In my novel, two women need to help a foreigner save a girl who may soon be killed or transformed into something not at all human. Problem is that these too women will be punished severely if they are caught.
My reader’s comment about the danger and the culture they are a part of sparked a change in my perception. I immediately saw that one of the characters, who highly values tradition, would not risk everything to save the girl. I really did need to make a change when it came to her. But, the other woman, who has long suppressed her rebellious side, would risk everything. This “I don’t buy it” feedback was great because these two women, who took the same name because they mated with the same man, needed something to help distinguish their characters. The reader’s comment helped me create a turning point; it helped me create a new conflict within a scene that more clearly defined the characters and upped the stakes. Also, rewriting the scene allowed me to help the reader understand why one of the women felt absolutely compelled to risk everything.

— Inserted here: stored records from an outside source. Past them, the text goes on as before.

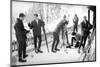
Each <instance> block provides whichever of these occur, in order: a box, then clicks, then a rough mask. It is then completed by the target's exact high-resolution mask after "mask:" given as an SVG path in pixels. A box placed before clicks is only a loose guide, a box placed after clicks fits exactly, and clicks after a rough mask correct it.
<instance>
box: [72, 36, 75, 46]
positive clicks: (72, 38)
mask: <svg viewBox="0 0 100 67" xmlns="http://www.w3.org/2000/svg"><path fill="white" fill-rule="evenodd" d="M74 40H76V38H75V37H72V39H71V45H72V46H73V41H74Z"/></svg>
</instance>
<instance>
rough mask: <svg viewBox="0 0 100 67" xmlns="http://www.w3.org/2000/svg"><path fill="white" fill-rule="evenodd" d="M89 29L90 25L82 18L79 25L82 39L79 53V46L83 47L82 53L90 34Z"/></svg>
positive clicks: (84, 18)
mask: <svg viewBox="0 0 100 67" xmlns="http://www.w3.org/2000/svg"><path fill="white" fill-rule="evenodd" d="M91 28H92V25H91V24H90V22H88V20H87V17H86V16H84V17H83V21H82V23H81V29H82V39H81V44H80V46H79V53H80V48H81V46H82V47H83V51H84V47H85V43H86V40H87V37H88V36H89V34H90V30H91Z"/></svg>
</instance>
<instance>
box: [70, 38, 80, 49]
mask: <svg viewBox="0 0 100 67" xmlns="http://www.w3.org/2000/svg"><path fill="white" fill-rule="evenodd" d="M74 40H75V41H76V38H75V37H72V39H71V46H73V41H74ZM79 43H80V42H79V41H77V42H76V44H75V47H79Z"/></svg>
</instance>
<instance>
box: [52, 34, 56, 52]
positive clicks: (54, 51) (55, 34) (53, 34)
mask: <svg viewBox="0 0 100 67" xmlns="http://www.w3.org/2000/svg"><path fill="white" fill-rule="evenodd" d="M55 42H56V34H55V33H53V43H52V49H51V51H52V52H55V51H54V48H55Z"/></svg>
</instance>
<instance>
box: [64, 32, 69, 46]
mask: <svg viewBox="0 0 100 67" xmlns="http://www.w3.org/2000/svg"><path fill="white" fill-rule="evenodd" d="M65 35H66V39H67V44H68V45H69V40H68V32H67V31H66V32H65Z"/></svg>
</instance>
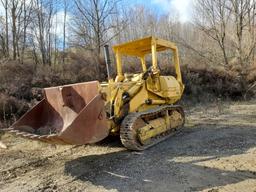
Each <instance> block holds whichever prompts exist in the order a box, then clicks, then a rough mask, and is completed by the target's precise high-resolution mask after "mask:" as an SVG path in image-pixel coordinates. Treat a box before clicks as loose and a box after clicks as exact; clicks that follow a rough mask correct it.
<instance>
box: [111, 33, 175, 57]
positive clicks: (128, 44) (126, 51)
mask: <svg viewBox="0 0 256 192" xmlns="http://www.w3.org/2000/svg"><path fill="white" fill-rule="evenodd" d="M154 44H155V45H156V51H157V52H159V51H165V50H167V49H173V50H176V49H177V47H176V46H175V44H174V43H172V42H169V41H166V40H163V39H159V38H155V37H153V36H150V37H146V38H143V39H139V40H134V41H131V42H128V43H124V44H120V45H117V46H114V47H113V49H114V52H115V53H117V52H118V53H119V54H121V55H127V56H137V57H142V56H145V55H147V54H150V53H151V51H152V45H154Z"/></svg>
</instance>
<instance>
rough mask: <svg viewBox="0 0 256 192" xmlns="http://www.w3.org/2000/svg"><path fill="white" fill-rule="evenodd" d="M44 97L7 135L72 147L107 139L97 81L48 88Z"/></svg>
mask: <svg viewBox="0 0 256 192" xmlns="http://www.w3.org/2000/svg"><path fill="white" fill-rule="evenodd" d="M44 96H45V97H44V99H43V100H42V101H40V102H39V103H38V104H37V105H36V106H35V107H33V108H32V109H31V110H30V111H28V112H27V113H26V114H25V115H24V116H23V117H21V119H19V120H18V121H17V122H16V123H14V124H13V125H12V126H11V128H9V129H8V131H9V132H11V133H14V134H16V135H19V136H22V137H25V138H30V139H34V140H40V141H44V142H48V143H55V144H73V145H81V144H87V143H95V142H98V141H100V140H102V139H104V138H105V137H107V136H108V133H109V130H108V128H107V121H106V114H105V111H104V100H103V99H102V96H101V94H100V93H99V82H98V81H92V82H86V83H79V84H73V85H65V86H60V87H52V88H46V89H44Z"/></svg>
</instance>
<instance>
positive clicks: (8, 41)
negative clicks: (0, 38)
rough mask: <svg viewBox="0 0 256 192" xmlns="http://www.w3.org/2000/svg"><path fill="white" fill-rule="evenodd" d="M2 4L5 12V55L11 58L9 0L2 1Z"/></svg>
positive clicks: (2, 0) (3, 47) (3, 38)
mask: <svg viewBox="0 0 256 192" xmlns="http://www.w3.org/2000/svg"><path fill="white" fill-rule="evenodd" d="M1 3H2V5H3V7H4V10H5V37H3V36H2V38H3V39H4V41H5V42H3V43H4V47H3V49H4V55H5V56H6V57H9V22H8V0H1Z"/></svg>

The new conflict created a new direction and a new momentum that carried through the rest of the story, all the way to the end.
2. Like the intro, but it needs more urgency.

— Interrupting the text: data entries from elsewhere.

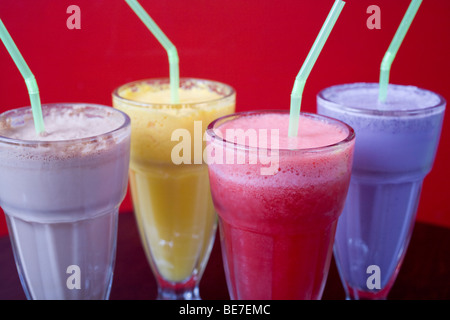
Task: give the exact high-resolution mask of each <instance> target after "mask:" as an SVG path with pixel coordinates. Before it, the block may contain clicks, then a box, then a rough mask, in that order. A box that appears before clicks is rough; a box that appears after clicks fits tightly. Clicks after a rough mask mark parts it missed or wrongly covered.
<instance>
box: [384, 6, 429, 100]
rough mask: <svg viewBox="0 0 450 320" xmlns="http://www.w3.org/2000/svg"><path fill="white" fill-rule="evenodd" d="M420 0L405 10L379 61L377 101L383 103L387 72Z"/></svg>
mask: <svg viewBox="0 0 450 320" xmlns="http://www.w3.org/2000/svg"><path fill="white" fill-rule="evenodd" d="M421 3H422V0H412V1H411V3H410V4H409V7H408V10H406V13H405V15H404V16H403V19H402V22H401V23H400V25H399V27H398V29H397V31H396V33H395V35H394V38H393V39H392V41H391V44H390V45H389V48H388V50H387V51H386V53H385V55H384V57H383V60H382V61H381V67H380V89H379V92H378V101H380V102H385V101H386V97H387V88H388V84H389V72H390V70H391V65H392V62H393V61H394V58H395V55H396V54H397V51H398V48H400V45H401V44H402V42H403V39H404V38H405V35H406V32H407V31H408V29H409V26H410V25H411V22H412V21H413V19H414V17H415V15H416V13H417V10H419V7H420V4H421Z"/></svg>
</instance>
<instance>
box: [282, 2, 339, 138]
mask: <svg viewBox="0 0 450 320" xmlns="http://www.w3.org/2000/svg"><path fill="white" fill-rule="evenodd" d="M344 5H345V2H343V1H341V0H336V1H335V2H334V4H333V7H332V8H331V10H330V13H329V14H328V17H327V19H326V20H325V23H324V24H323V26H322V29H321V30H320V32H319V35H318V36H317V38H316V41H314V44H313V46H312V48H311V50H310V51H309V54H308V56H307V57H306V59H305V62H304V63H303V65H302V68H301V69H300V72H299V73H298V74H297V77H296V78H295V82H294V88H293V89H292V93H291V110H290V115H289V136H290V137H295V136H297V133H298V121H299V118H300V106H301V102H302V95H303V89H304V87H305V84H306V79H307V78H308V76H309V73H310V72H311V69H312V67H313V66H314V63H315V62H316V60H317V57H318V56H319V54H320V52H321V51H322V48H323V46H324V44H325V42H326V41H327V39H328V36H329V35H330V32H331V30H332V29H333V27H334V24H335V23H336V20H337V18H338V17H339V15H340V13H341V11H342V8H343V7H344Z"/></svg>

The very start, the first words of a story, are the most challenging. So many things need to happen: setting, character development, imagery, conflict, tension, urgency.
This simple comment helped me to revise with a purpose. I didn’t want to eliminate too much of the imagery, but I could cut to the chase and get to the points of urgency (which I had already created) sooner.
By the way, this insightful reader had pointed out where I had created urgency. She just wanted that kind of thing sooner. It’s nice to have feedback that both points out things that work and things that need to be worked on.
This last point (urgency) is still on my mind and I am actually considering putting what is now chapter one second because that may make it so that the reader has even more of a sense of urgency. It would be built in big time before they even read word one of what would become the second chapter. I ran this by my latest reader and will find out what he thinks today.
I’d love to put more examples in, especially the flattering stuff, but it’s time to wrap things up.
The bottom line is that bad feedback puts on the emotional and creative breaks, but good feedback propels you forward with a purpose.
There are so many more good and bad examples that I could have included, but I bet everybody else has great examples too. What’s the best and/or worst feedback you have received?